The girls and I lived in bedrooms over a garage. It was the first time in my life that I had a bedroom of my own. I can't think of that room without hearing the Jackson Five singing "Never Can Say Goodbye" and Carole King singing "It's Too Late," even though I don't remember anyone having a record player or radio.
I don't remember cooking at all, but it must have occupied a good part of my day. I don't remember baking bread, but I can smell it and taste it. We churned our own butter -- heaven. I do remember supervising dishwashing and long conversations at the sink with Nickie N. about his lack of hygiene.
I'd avoided pre-breakfast exercise in Florida but couldn't be a scofflaw here. We dragged out of bed at 7 A.M., hiked up and down hills for what felt like an hour, then had a big breakfast. (Did we eat breakfast down at Buck Brook? I wish I could remember.) After breakfast, everyone was supposed to do farm chores for the morning. At that time of year the big task was "picking rocks." At first I thought it was cruel make-work, but learned that the freeze-thaw cycle of winter heaved big rocks to the surface, rocks which had to be moved in order to run a tractor over the land without mishap.
The men -- Lee, Sam, and Zeff from BBF -- also had some serious conversations about haying. Was it tall enough? Was it dry enough? I wondered where all this hay was that they were discussing. I was surprised to discover it was the tall sweet grass that was all around us. City Girl gets wise.
The afternoons were for schoolwork (daily essays and haiku) and play, except when it finally came time to do the haying. When the grass was dry enough, it got cut and baled. Then we all went out to pile the bales onto a flatbed pulled by the tractor. It was sweaty, sneezy, communal work. When we finished, the kids were treated with sodas and the adults got the most deliciously cold beers I could ever imagine.
Evenings were for relaxation. We often went down to the lower farm to mingle and watch rented movies. That's where I met Paul S.
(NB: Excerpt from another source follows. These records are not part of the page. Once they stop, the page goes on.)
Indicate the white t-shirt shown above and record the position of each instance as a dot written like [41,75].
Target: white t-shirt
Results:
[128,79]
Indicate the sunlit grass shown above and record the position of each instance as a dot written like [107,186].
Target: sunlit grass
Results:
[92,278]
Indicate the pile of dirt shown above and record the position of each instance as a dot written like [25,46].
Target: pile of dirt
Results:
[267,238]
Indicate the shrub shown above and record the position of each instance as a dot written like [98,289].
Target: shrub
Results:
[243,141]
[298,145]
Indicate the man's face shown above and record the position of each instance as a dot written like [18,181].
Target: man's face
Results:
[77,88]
I arrived at Green Valley School in Orange City Florida in February 1971. Around May, Lee Ricketts and I drove 10 kids north to the Catskills to start our own little farm adjacent to GVS' Buck Brook Farm. I left the Green Valley family, with my future husband, in August of 1972.
Green Valley was a residential program for troubled kids and a sixties-style commune for its staff.